Numerical Nyquist questions are common.

  • Nyquist limit = PRF/2 = 2 kHz.
  • If Δf = 3 kHz (> 2 kHz), aliasing occurs: the displayed shift appears as 3 kHz − 4 kHz = −1 kHz (wrapped), i.e., apparent reversal across baseline.
Explain spectral broadening. Give true physiological causes and machine/technique causes.

Often asked to distinguish turbulence from artefact.

  • Definition: widening of the Doppler frequency/velocity spectrum (range of velocities within sample).
  • Physiological causes: turbulence distal to stenosis, disturbed flow, high Reynolds number, wide velocity profile in larger vessels.
  • Technical causes: large sample volume, poor angle correction, excessive gain, inappropriate wall filter settings, transducer motion.
How does increasing transmitted frequency affect Doppler shift, penetration, and aliasing risk (PW Doppler)?

This tests understanding of Δf ∝ f0 and attenuation.

  • Doppler shift increases with f0 (Δf ∝ f0) → improved sensitivity to velocity changes.
  • Higher f0 increases attenuation → reduced penetration and poorer SNR at depth.
  • For PW Doppler, higher f0 increases Δf for a given v, making aliasing more likely unless PRF is increased.
Describe colour Doppler: what is displayed, what determines colour, and common artefacts.

Expect direction, mean frequency shift, and aliasing/blooming.

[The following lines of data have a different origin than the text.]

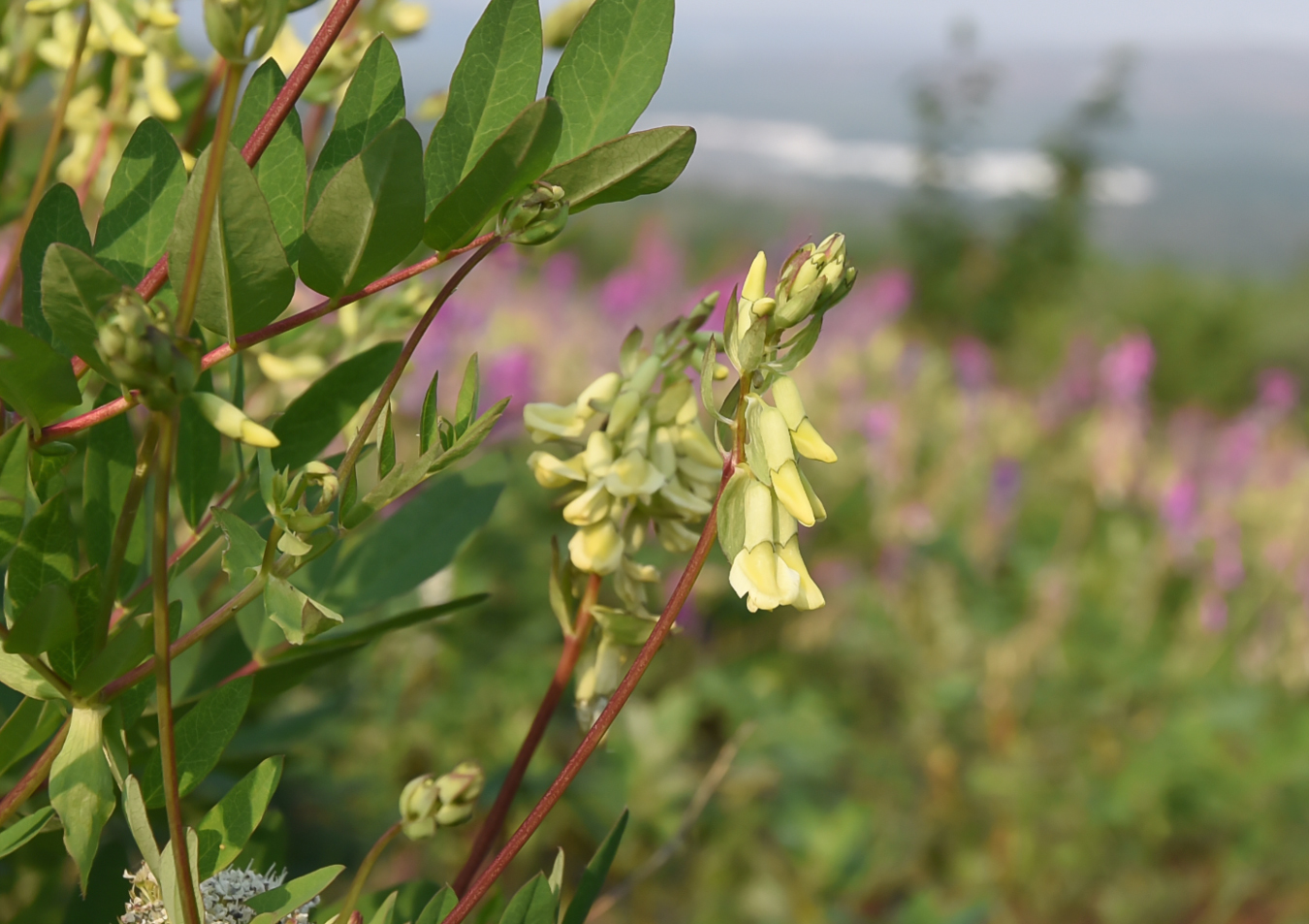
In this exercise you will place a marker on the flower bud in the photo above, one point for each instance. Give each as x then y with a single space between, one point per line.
534 217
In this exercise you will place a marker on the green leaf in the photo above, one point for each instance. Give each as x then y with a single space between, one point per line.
496 78
276 904
534 904
246 280
201 736
441 905
198 451
399 553
512 163
111 460
427 420
142 203
46 554
34 380
14 486
74 289
58 219
316 418
610 70
368 217
81 788
386 446
23 830
372 104
593 877
299 617
26 728
407 477
628 167
280 172
470 393
46 621
227 827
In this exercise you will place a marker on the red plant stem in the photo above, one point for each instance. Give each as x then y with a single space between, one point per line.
550 702
224 351
621 695
276 114
36 775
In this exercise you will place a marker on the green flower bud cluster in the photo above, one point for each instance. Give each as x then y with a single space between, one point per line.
429 803
537 216
142 352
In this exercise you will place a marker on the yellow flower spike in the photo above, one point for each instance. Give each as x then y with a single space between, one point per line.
754 280
556 472
598 455
546 422
590 507
809 597
632 474
597 549
601 392
791 493
803 433
763 579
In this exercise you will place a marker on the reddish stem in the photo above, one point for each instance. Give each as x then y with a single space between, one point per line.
276 114
112 408
490 829
588 745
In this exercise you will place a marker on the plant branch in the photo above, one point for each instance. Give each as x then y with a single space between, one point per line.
167 425
703 793
517 770
48 157
276 114
36 775
356 887
123 530
621 695
246 340
374 412
208 199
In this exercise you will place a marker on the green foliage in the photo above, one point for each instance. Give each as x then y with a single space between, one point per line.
610 70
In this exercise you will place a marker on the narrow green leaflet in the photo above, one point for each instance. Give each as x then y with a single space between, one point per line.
299 617
441 905
628 167
74 289
34 380
280 172
201 736
81 788
512 163
246 280
14 486
593 877
276 904
316 418
534 904
58 219
372 104
23 830
610 70
227 827
198 451
496 78
406 477
28 726
468 397
142 202
368 217
46 554
399 553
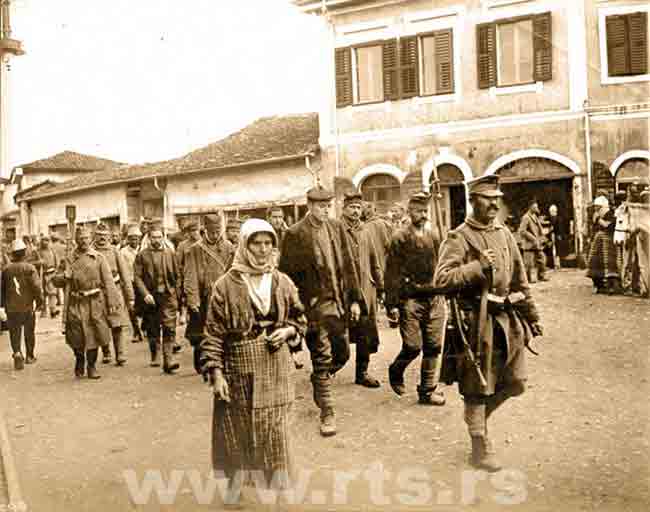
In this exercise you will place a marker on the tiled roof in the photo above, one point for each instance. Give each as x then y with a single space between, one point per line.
265 139
69 160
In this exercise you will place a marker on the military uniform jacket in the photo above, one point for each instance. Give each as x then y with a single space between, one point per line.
20 288
459 271
299 261
204 264
411 261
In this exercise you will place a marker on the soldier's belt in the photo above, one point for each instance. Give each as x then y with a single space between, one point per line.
85 293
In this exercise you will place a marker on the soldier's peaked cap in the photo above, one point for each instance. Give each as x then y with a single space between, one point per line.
485 186
352 197
212 219
319 193
420 198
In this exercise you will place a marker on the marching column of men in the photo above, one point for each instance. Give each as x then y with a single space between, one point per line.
341 269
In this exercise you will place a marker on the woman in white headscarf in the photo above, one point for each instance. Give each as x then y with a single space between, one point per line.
254 320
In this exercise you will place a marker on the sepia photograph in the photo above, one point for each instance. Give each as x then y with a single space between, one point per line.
324 255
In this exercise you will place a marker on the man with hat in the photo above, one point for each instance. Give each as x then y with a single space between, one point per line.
232 230
156 279
128 253
369 270
317 256
93 297
121 275
410 302
206 261
21 289
481 264
531 233
49 264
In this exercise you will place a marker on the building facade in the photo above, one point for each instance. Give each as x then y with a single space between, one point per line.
464 88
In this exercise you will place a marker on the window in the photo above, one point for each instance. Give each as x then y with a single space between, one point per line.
515 51
395 69
370 84
627 44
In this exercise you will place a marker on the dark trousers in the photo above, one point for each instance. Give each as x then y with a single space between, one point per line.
16 323
328 344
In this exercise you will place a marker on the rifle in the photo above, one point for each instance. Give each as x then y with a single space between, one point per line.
453 303
70 215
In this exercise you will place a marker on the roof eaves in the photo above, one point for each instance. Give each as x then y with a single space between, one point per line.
177 172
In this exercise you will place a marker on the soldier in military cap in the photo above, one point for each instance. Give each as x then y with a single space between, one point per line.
156 279
119 319
93 296
371 282
481 264
206 261
317 256
411 302
232 230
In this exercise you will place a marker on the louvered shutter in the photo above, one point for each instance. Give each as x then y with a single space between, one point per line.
391 70
444 62
638 41
617 45
343 65
408 57
543 47
486 46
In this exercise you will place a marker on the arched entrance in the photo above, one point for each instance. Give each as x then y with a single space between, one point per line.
382 190
549 182
454 200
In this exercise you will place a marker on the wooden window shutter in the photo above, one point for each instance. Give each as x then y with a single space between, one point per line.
390 66
543 47
486 54
409 67
444 62
638 44
617 47
343 65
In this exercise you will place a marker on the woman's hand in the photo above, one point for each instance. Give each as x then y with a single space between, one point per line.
219 385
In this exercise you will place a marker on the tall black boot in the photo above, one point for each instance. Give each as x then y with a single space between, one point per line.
91 358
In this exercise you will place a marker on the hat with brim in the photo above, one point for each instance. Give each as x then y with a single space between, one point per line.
486 186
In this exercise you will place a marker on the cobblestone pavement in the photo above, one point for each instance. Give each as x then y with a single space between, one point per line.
576 440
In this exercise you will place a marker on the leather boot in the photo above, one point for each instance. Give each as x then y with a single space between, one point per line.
396 375
169 366
428 395
91 358
483 457
154 348
118 345
361 374
325 401
80 363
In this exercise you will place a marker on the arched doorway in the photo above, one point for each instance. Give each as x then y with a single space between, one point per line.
382 190
635 173
454 200
549 182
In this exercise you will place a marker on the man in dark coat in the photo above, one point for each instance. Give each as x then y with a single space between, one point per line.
93 296
21 290
422 316
205 262
369 270
156 278
121 274
531 233
480 263
316 255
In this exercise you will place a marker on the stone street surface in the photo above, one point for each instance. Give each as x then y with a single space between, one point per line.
576 440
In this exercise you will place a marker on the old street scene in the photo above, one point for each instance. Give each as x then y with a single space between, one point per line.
324 255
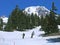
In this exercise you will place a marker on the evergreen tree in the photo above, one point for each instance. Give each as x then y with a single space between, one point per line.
1 24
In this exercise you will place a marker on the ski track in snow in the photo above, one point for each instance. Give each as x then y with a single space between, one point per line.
15 38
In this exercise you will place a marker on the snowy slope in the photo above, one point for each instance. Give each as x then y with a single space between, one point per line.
15 38
5 19
39 10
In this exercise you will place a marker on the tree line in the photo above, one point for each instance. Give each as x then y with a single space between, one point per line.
20 21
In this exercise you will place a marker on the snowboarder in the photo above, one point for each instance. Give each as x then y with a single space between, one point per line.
23 35
32 34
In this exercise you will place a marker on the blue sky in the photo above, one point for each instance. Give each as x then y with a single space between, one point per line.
6 6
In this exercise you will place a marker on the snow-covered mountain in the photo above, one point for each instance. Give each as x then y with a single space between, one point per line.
39 10
4 18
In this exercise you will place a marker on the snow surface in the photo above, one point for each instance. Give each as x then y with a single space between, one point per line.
15 38
39 10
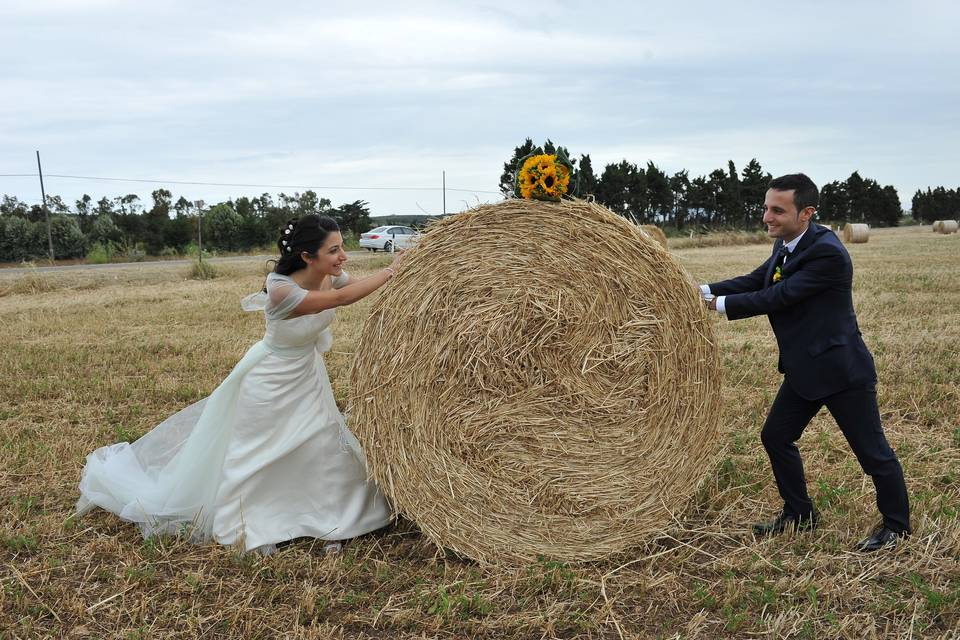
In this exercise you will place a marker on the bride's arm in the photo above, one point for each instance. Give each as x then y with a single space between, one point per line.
316 301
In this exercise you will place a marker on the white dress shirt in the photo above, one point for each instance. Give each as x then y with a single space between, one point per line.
721 300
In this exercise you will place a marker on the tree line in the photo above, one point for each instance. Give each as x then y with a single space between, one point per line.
125 225
724 198
936 204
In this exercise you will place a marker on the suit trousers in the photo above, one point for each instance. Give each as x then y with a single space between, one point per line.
858 417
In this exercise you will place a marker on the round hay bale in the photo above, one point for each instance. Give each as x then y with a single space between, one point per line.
945 226
656 233
550 387
855 232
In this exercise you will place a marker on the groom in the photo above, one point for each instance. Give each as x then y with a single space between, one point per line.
804 289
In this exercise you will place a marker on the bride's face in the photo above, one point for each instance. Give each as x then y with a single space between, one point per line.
330 256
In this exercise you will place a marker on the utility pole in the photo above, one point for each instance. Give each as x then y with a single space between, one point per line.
46 212
199 205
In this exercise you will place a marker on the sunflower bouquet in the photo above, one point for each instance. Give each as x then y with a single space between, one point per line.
543 176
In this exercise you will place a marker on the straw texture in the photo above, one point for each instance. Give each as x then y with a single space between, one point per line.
945 226
656 233
539 379
855 232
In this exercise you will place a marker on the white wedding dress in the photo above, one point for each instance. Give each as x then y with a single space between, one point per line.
267 457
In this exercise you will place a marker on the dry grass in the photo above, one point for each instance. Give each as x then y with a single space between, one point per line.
719 239
88 364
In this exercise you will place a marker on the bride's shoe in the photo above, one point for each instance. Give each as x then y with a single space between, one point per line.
332 548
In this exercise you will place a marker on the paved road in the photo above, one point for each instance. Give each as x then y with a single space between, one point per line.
150 264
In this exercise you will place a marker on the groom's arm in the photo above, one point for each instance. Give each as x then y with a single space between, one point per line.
752 281
819 272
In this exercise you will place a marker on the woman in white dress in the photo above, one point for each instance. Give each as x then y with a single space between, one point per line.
267 457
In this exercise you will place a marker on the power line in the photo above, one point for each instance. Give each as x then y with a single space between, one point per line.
241 184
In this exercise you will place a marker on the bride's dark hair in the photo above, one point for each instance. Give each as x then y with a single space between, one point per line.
304 235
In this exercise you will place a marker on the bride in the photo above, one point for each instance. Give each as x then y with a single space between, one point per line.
267 457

  • Displays mean Doppler frequency shift (or mean velocity) in each pixel over B-mode image; direction encoded by colour map (commonly red towards, blue away).
  • Artefacts: aliasing (colour reversal), blooming/bleeding with excessive gain, flash artefact from tissue motion, angle dependence and poor sensitivity to slow flow without optimisation.
Aortic stenosis jet velocity is measured as 4.5 m/s on CW Doppler. Estimate the peak pressure gradient using the simplified Bernoulli equation.

Common echo calculation used in anaesthesia exams.

  • ΔP ≈ 4 v^2 = 4 × (4.5)^2 = 4 × 20.25 = 81 mmHg.
  • Assumptions: ignores proximal velocity and viscous losses; best for high-velocity jets.
Explain why PW Doppler has a maximum measurable velocity at a given depth. Include the link between depth, PRF and aliasing.

This ties time-of-flight to sampling constraints.

  • PW requires waiting for echoes to return before the next pulse to avoid range ambiguity; deeper imaging increases time-of-flight so PRF must fall.
  • Lower PRF reduces Nyquist (PRF/2), so the maximum unaliased Doppler shift (and therefore velocity) decreases.
  • Hence deep vessels are more prone to aliasing for the same true velocity.